Из-за плеча Николая подошла и заглянула в кляссер Марина.

— И что, это и есть то самое Витино наследство? — напряженным, немного неестественным голосом спросила она.

— Ну да, — буднично сказал Артем.

— И эти бумажки чего-то стоят?

— Чего-то стоят. Эти, доставшиеся нам, около четырех-пяти мультов зеленью. А та, что нам не досталась, как ты слышала, еще десять.
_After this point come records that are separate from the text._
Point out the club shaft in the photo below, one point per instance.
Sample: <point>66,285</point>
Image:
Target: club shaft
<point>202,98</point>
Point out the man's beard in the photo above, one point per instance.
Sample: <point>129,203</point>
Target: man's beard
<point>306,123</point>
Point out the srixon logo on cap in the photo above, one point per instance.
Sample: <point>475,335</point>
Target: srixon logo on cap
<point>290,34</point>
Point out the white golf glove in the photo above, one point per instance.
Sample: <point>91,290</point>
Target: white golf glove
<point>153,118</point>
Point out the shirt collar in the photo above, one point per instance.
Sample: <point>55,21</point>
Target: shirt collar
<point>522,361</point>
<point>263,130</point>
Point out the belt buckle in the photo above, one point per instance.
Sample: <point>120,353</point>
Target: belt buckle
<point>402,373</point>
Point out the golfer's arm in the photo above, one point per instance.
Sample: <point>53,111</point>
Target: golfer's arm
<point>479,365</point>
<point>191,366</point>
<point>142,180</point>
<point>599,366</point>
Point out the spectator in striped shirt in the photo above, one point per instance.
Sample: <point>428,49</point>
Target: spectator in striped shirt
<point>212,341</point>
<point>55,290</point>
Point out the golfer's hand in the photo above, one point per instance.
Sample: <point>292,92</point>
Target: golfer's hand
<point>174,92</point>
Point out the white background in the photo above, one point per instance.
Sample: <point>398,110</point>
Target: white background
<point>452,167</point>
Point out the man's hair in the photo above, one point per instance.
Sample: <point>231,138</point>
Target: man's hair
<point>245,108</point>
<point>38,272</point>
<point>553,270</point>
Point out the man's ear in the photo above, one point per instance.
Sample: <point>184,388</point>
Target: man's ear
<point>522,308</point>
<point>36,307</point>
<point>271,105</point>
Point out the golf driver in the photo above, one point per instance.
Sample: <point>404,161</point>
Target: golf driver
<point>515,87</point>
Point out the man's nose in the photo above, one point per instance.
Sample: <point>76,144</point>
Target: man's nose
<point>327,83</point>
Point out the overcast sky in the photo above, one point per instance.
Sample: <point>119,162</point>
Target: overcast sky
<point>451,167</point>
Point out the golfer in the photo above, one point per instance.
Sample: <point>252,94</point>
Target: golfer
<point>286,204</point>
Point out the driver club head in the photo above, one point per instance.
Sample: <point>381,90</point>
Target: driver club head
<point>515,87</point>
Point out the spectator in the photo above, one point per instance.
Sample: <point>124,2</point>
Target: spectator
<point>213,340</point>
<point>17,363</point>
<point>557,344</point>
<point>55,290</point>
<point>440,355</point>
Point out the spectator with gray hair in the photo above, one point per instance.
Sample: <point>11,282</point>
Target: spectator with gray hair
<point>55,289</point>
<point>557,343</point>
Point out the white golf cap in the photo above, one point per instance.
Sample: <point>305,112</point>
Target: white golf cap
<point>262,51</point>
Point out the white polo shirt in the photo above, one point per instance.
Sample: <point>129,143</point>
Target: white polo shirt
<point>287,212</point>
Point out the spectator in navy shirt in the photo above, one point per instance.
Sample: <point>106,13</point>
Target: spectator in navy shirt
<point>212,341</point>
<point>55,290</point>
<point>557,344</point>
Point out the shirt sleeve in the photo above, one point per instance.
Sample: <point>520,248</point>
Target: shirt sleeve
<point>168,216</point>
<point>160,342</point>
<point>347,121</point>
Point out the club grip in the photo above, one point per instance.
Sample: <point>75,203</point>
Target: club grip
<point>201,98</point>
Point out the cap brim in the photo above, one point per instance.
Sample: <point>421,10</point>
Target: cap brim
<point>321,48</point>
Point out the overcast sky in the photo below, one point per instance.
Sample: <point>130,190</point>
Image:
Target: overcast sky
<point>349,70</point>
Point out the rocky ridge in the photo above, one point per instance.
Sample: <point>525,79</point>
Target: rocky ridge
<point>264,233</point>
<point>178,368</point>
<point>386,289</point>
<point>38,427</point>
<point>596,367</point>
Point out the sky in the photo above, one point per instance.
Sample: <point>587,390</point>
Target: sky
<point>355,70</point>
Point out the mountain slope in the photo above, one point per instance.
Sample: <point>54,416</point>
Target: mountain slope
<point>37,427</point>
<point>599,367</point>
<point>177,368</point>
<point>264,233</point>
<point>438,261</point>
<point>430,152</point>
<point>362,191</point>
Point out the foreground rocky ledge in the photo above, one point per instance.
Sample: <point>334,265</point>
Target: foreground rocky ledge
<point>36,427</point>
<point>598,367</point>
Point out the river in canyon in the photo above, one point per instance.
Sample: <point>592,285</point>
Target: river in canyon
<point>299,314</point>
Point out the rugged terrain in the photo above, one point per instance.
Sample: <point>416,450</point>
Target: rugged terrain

— Я не знала. Боже мой, я не знала! — В голосе Марины послышалось отчаяние. — Я даже представить себе не могла, что речь может идти о таких деньгах. И что теперь? Когда Вити не стало? Он же не успел вступить в права наследования. Получается, что я не получу всех этих денег?

— Сучка, — голос Веры Георгиевны скрежетал, как металл по стеклу, — жадная похотливая сучка. Тебя только наследство и волнует. Ты ни слезинки не проронила по человеку, который почти пятнадцать лет был твоим мужем. А как про марки услышала, вон как встрепенулась. Ничего не получишь. Ничего. Я об этом позабочусь.

— Нина! — Никита повернулся к Альметьевой, которая внимательно следила за разговором. — Ну-ка, скажите нам как юрист: если Виктор умер, не успев вступить в права наследования, то что становится с его долей в завещании деда?

— Согласно наследственной трансмиссии, — Нина пожала плечами, — действительно фактическое вступление в права наследования возможно лишь через полгода, однако юридически все наследники написали заявления нотариусу в тот же вечер, когда было оглашено завещание. Поэтому наследство, полученное от деда, попадает в наследственную массу, оставшуюся от Виктора Липатова, и будет распределено между наследниками либо по оставленному завещанию, либо просто по закону.

— Ты ничего не получишь, — снова прошипела Вера Георгиевна, обращаясь к невестке. — Он собирался с тобой развестись. Тебе ничего не положено. Все мое и Коленькино.

— А с Нателлой он тоже собирался развестись? Она его дочь, между прочим, и ваша внучка, — язвительно сообщила Марина. — И он не успел со мной развестись. Он умер моим мужем. Так что все свое я получу до копеечки.

Сцена выглядела отвратительно. Видимо, для того чтобы ее прервать, Нина встала из кресла, подошла к Артему, взяла у него из рук кляссер, перелистнула страницы, зачем-то потрясла. Небольшой, ровно обрезанный листок бумаги выпал из-за кожаной обложки и мягко спланировал на ковер. Артем и Николай бросились его поднимать, чуть не столкнувшись лбами.

Большие печатные буквы, написанные на листочке от руки старческим неровным почерком, гласили: «АЧИНИ ОВТ ПИР К СУНАМ».

— Что это? — потрясенно спросил Николай и оглядел собравшихся. Глаза его блестели. — Что это за несуразица?

— А все-таки дед к старости поехал крышей, — сообщил Гоша. — Че-то, наследнички, у вас тоже не очень выгорает. Дедок-то наш мастер был загадки загадывать. Марки по десять миллионов баксов пропадают бесследно, а на их месте дурь какая-то оказывается. Шутник, однако, хрыч старый.